The store-backed tests (appservice transaction handling + the dedup/limiter/warned
store in `store_test.go`, including the concurrent per-user-cap guarantee and
restart-durability) need a throwaway Postgres via `AI_BOT_TEST_DATABASE_URL`; they
**skip** when it is unset, so `go test ./...` stays green without one.

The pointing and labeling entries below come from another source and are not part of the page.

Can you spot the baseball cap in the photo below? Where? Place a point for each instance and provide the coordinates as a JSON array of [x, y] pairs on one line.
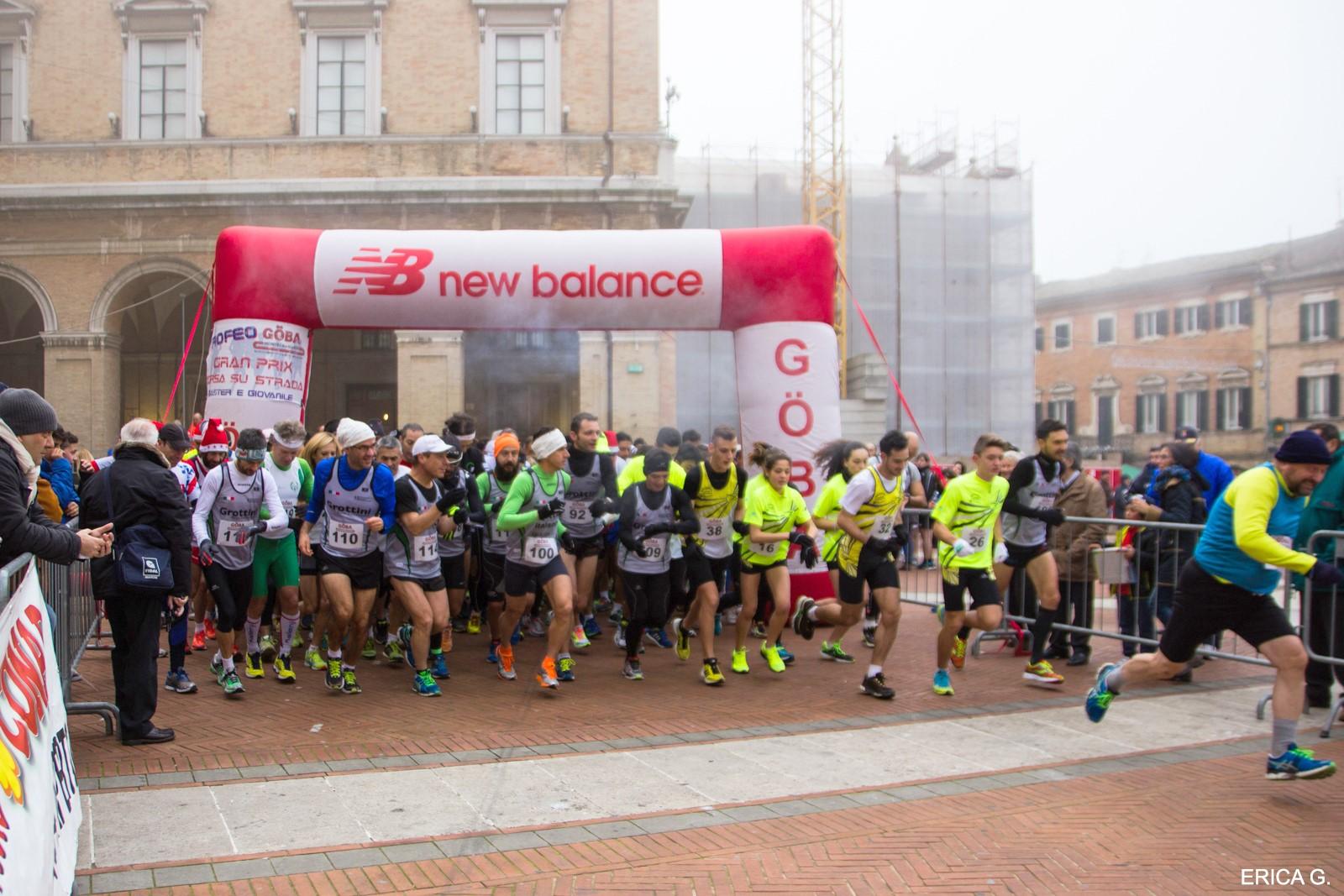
[[174, 437]]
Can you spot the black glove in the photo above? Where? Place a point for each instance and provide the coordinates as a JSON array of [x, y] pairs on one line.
[[1326, 575], [550, 508]]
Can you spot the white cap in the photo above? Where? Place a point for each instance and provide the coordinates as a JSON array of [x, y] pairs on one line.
[[429, 445]]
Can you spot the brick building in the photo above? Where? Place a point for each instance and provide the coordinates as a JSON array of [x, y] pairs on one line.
[[134, 130], [1242, 345]]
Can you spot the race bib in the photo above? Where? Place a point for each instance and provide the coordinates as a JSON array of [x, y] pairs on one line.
[[541, 551], [344, 535], [978, 539], [714, 528]]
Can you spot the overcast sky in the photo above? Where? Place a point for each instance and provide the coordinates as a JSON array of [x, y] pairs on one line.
[[1153, 129]]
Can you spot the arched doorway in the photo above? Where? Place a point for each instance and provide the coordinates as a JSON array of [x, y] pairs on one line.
[[24, 313], [152, 311]]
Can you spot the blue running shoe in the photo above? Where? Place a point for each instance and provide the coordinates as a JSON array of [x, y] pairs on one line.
[[1099, 699], [1296, 762]]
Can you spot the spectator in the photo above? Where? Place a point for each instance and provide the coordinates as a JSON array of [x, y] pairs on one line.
[[26, 427], [1214, 469], [143, 490], [1324, 512], [1072, 544]]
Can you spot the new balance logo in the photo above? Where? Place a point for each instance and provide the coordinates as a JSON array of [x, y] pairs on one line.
[[401, 273]]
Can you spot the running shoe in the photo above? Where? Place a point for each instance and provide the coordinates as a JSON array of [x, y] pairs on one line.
[[958, 652], [179, 683], [804, 626], [349, 683], [546, 673], [1296, 762], [284, 669], [1100, 696], [232, 684], [1042, 673], [877, 687], [425, 685], [835, 652], [710, 673], [683, 640], [591, 627], [739, 663], [942, 684], [504, 654]]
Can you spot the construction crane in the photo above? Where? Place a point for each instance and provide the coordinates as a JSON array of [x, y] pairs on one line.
[[823, 139]]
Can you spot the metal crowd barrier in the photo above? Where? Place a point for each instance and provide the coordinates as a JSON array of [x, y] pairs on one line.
[[74, 620]]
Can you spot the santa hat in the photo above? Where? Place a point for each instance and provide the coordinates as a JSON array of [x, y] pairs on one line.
[[215, 438]]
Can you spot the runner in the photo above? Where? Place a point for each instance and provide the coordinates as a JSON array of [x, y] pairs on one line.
[[494, 488], [769, 517], [225, 523], [1230, 584], [356, 501], [870, 520], [969, 532], [276, 560], [412, 558], [1028, 510], [840, 461], [716, 488], [531, 517], [591, 477], [652, 513]]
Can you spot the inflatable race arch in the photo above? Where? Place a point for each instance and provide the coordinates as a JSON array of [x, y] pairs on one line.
[[773, 288]]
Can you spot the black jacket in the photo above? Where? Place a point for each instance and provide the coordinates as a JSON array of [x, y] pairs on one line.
[[147, 492], [24, 527]]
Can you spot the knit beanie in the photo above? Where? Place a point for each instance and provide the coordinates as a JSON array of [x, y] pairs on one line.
[[26, 411]]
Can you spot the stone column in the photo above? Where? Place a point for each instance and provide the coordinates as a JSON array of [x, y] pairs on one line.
[[82, 375], [429, 376]]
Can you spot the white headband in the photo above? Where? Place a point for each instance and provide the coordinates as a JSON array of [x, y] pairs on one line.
[[548, 443]]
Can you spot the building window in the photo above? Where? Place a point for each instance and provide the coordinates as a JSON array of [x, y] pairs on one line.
[[1317, 396], [1319, 318], [1191, 320], [1063, 335], [1105, 329], [1233, 313], [1151, 324]]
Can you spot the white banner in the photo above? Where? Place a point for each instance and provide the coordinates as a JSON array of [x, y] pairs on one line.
[[257, 372], [39, 799], [519, 280]]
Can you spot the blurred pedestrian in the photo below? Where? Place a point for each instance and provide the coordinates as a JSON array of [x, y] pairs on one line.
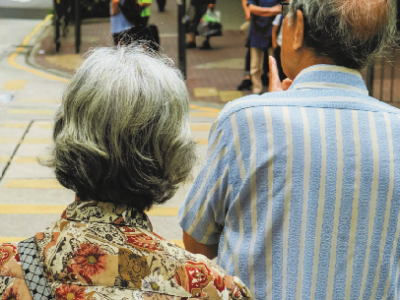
[[246, 84], [197, 10], [277, 43], [262, 13], [120, 22], [161, 5]]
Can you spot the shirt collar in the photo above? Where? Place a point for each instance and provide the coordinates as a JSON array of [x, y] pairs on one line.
[[330, 77], [106, 212]]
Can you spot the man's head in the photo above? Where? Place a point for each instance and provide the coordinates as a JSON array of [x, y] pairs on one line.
[[346, 33]]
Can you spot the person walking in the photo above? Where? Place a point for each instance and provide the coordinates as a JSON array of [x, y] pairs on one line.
[[120, 23], [299, 195], [197, 10], [262, 13]]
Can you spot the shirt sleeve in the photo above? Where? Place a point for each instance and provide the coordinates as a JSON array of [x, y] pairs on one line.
[[277, 20], [202, 215]]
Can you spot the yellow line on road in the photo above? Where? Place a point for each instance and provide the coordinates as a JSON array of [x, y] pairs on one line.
[[205, 108], [14, 85], [32, 184], [14, 125], [205, 114], [39, 100], [30, 112], [6, 239], [202, 141], [33, 209], [11, 59], [200, 126]]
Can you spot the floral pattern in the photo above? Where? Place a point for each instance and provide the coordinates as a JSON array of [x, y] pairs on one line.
[[100, 251]]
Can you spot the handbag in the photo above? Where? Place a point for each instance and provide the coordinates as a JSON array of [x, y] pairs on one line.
[[210, 24], [131, 10]]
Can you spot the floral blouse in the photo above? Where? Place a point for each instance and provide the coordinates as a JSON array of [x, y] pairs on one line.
[[100, 251]]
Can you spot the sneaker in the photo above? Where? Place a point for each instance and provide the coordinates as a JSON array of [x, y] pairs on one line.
[[206, 46], [245, 85], [191, 45]]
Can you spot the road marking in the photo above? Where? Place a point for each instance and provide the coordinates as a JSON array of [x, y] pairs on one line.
[[227, 96], [4, 159], [6, 239], [204, 114], [8, 140], [38, 141], [12, 57], [30, 112], [39, 100], [202, 141], [15, 125], [33, 184], [200, 126], [14, 85], [205, 92], [33, 209]]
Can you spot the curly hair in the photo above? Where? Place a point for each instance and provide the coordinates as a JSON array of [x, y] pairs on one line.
[[350, 32], [122, 130]]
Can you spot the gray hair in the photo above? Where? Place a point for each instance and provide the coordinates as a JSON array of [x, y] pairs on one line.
[[122, 131], [351, 32]]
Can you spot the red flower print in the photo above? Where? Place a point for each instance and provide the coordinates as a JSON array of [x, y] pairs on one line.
[[11, 294], [70, 292], [91, 259], [219, 283]]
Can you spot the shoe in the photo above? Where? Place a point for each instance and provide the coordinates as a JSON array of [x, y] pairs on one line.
[[265, 80], [191, 45], [206, 46], [245, 85]]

To run them:
```bash
docker run -d --name pg -e POSTGRES_PASSWORD=p -p 5432:5432 postgres:16
# … create role+db vojo_ai, then:
AI_BOT_TEST_DATABASE_URL=postgres://vojo_ai:…@localhost:5432/vojo_ai?sslmode=disable go test ./...
```
Deferred to a live homeserver + xAI key + a loaded registration (runtime ✔):
- Synapse pushes transactions → bot replies (`authenticated as @ai:vojo.chat` in logs);
- invite from `:vojo.chat` → join, foreign-server invite → leave (F11);
- `@`-mention / 1:1 message → `m.notice` reply with reply (and thread, F27) relation,
carrying a `formatted_body` (org.matrix.custom.html) when the answer has markdown;
- encrypted room exactly one notice, **not** repeated after restart (F5);
- per-user cap silent drop; global USD ceiling one notice/room/day;
- a retried transaction (lost 200) is processed at most once (txn dedup).